Sorry to disappoint you, but most probably you have not. :wink:

It may very well be opened from the inside, as long as the hatch seals air tight (normal rubber gasket is sufficient, we are not in outer space) and the gas box is ventilated (drop holes) to the outside.



smifee said:


> how far do we take 'if this fault happens at the same time as that fault '. we are told that we musn't use gas on the move and advised to turn gas supply off before travelling. the yanks run their fridge freezers on gas whilst driving and fill up with petrol with it running. how many filling stations have been blown up by this :?:


Well, I also frequently have the gas heating on while driving. And in Germany this is perfectly legal. And for safety I would not mind keeping the engine running while refuelling. Just for fuel efficiency it is nonsense. Another yankee habit is much more dangerous: Going back into the car while refuelling.



smifee said:


> i'll carry on with care life's too short for me to get safety obsession syndrome. i like a gamble. life will be even shorter if i make the wrong bet though :wink:  :lol:


Nothing about obsession. But there are really better things to gamble with than just gas. Money, for example.

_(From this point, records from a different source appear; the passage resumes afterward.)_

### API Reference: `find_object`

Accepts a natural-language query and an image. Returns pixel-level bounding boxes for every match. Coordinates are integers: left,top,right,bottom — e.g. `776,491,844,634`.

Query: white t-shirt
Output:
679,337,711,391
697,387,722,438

In my scenario you don't even have to have a defective heater: Gas can diffuse into the interior of the van and get in contact with the fridge's pilot light. Or it could even be a spark on the perfectly well-working heater fan that makes it bang.

Best Regards,
Gerhard


----------



## smifee (May 17, 2005)

hi again gerhard

if i shine a torch i can see into the gas locker. it has an ordinary locker door no seal just 2 drop holes. the conversion was done in 1998 on a new van and i presume it conformed to the regulations, if any, that were in force then.

the new van has an exterior gas locker and refillable bottle soon to be bottles but after this winter i hope to be where it's warm enough not to have to worry about the temperature.

keep gambling and good luck

regards

mike


----------



## 93652 (May 1, 2005)

Try www.gasure.co.uk/underfloor.htm

Solves a lot of problems. I've only a vw t3 so space is at a premium and we like to go wild for long periods.

Mike


----------



## Anonymous (Nov 10, 2000)

*Short term solution*

Not ideal but it helps. We now warm the tanks overnight with a couple of hot water bottles. Water boiled up before the gaz freezes!
Awaiting a more professional solution now.

Jacqui


----------